Antes de iniciar esta discussão, vale ressaltar a compaixão para com todos que passam por provações profundas. Sem dúvida alguma, ninguém deseja para si um futuro em que considere o suicídio assistido. É preciso reconhecer que aqueles que veem na eutanásia uma “saída” o fazem porque enfrentam intenso sofrimento e não encontram, naquele momento, outra forma de superá-lo. A eles cabe, antes de qualquer julgamento, a compreensão de sua condição e a caridade diante de suas dificuldades. Sobre todos que passam por situações semelhantes, São Paulo nos lembra: “Ajudai-vos uns aos outros a carregar os vossos fardos, e deste modo cumprireis a Lei de Cristo” (Gl 6,2). 

Isto posto, não há verdadeira compaixão em consentir no desespero de alguém. Concordar ou incentivar que um indivíduo tire a própria vida é, objetivamente, um ato gravíssimo, equiparável a um homicídio, ainda que a responsabilidade moral subjetiva possa ser atenuada pelas condições de sofrimento. Ao se consentir tal prática, corre-se o risco de obscurecer o valor mais fundamental para a construção de qualquer civilização: a dignidade da pessoa humana. Cada pessoa possui uma dignidade ontológica infinita, independentemente de qualquer circunstância. Doenças, traumas ou limitações não são capazes de alterar essa realidade, pois ela pertence à própria estrutura do ser. Essa verdade, acessível pela lei natural, é confirmada desde o princípio, quando Deus cria o ser humano “à sua imagem e semelhança” (Gn 1,26). 
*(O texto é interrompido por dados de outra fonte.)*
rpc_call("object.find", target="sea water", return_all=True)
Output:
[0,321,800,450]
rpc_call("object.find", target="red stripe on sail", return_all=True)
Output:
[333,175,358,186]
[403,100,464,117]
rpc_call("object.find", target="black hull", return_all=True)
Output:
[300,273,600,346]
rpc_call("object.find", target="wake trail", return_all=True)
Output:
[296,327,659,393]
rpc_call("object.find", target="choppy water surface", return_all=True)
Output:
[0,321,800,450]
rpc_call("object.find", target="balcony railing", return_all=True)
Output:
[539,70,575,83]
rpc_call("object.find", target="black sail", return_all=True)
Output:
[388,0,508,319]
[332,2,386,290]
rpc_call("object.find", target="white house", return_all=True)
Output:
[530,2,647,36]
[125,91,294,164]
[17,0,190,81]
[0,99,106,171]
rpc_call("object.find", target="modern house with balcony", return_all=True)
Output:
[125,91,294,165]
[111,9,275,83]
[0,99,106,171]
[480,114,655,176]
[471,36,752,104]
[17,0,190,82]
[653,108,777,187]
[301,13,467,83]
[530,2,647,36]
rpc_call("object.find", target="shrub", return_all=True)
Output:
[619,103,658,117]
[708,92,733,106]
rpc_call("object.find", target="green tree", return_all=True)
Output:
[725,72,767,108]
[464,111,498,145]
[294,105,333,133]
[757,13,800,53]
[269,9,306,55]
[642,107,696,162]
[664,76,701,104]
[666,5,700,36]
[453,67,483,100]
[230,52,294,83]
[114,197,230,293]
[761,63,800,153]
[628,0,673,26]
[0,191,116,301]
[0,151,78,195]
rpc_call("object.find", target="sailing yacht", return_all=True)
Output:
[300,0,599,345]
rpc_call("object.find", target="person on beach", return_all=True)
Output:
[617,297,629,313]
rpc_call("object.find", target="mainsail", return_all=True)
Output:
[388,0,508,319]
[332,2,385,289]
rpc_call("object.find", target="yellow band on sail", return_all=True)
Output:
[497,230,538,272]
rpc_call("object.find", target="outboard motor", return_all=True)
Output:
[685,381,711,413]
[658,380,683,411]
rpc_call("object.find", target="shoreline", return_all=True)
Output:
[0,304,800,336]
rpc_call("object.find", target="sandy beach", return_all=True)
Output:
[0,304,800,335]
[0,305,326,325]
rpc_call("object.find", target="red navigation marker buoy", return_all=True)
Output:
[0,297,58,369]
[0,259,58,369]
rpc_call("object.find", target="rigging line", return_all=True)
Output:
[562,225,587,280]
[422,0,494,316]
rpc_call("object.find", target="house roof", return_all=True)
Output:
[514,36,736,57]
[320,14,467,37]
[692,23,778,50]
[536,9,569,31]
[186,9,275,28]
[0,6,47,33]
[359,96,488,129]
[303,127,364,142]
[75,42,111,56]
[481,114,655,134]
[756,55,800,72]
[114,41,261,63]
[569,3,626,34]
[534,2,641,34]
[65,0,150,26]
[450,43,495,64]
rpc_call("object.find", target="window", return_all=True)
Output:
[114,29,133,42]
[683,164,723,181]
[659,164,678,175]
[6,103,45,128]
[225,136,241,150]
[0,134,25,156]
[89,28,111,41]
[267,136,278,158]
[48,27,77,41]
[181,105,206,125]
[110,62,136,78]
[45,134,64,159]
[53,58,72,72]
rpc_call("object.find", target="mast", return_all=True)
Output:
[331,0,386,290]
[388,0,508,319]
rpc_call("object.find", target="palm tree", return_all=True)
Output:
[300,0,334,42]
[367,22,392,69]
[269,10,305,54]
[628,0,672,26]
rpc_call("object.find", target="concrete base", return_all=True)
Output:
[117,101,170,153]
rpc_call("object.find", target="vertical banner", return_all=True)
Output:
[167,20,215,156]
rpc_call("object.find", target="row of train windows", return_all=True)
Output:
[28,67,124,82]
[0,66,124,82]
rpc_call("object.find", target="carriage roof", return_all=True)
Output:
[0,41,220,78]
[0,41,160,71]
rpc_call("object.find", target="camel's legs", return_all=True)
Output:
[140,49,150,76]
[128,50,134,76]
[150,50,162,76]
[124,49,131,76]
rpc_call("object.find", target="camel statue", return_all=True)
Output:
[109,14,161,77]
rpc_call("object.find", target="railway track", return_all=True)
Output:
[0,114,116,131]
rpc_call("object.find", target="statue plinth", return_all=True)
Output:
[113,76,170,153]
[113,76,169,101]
Quando a sociedade passa a ignorar esse fundamento e a relativizar o valor da vida, a dignidade humana torna-se dependente de avaliações arbitrárias e mutáveis. Isso gera consequências graves e já conhecidas pela história. No documento Dignitas infinita, a Igreja alerta que a história “atesta que o exercício da liberdade contra a lei do amor revelada pelo Evangelho pode alcançar picos incalculáveis de maldade provocada aos outros. Quando isso ocorre, encontra-se diante de pessoas que parecem ter perdido qualquer traço de humanidade” (DI 7). E, diante de um cenário que busca harmonizar a ideia de “leis de morte digna” com o respeito ao valor intrínseco da pessoa, o Magistério reafirma com clareza: “O sofrimento não faz perder ao doente aquela dignidade que lhe é própria […] mas pode tornar-se ocasião para reforçar os vínculos […] e tomar maior consciência da preciosidade de cada pessoa” (DI 51). 

Dessa forma, concordar com a eutanásia equivale a admitir a eliminação deliberada de um inocente. Em alguns casos, tal posição é influenciada por uma mentalidade utilitarista, marcada pela aversão ao sofrimento e pela idolatria do conforto. Assim, até mesmo o valor fundamental da vida pode ser relativizado, desde que o “problema” seja resolvido com maior facilidade. 

Ser cristão, contudo, não é defender o que é mais conveniente, mas o que é correto. Neste tempo em que ideologias atentam contra a vida, somos chamados a acolher e fortalecer aqueles que sofrem e, ao mesmo tempo, a ser como “a voz que clama no deserto”, opondo-nos a uma cultura que frequentemente disfarça injustiças em virtudes. Firmes na fé e na verdade, mantenhamo-nos sempre corajosos ante as dificuldades e perseverantes na defesa da verdade.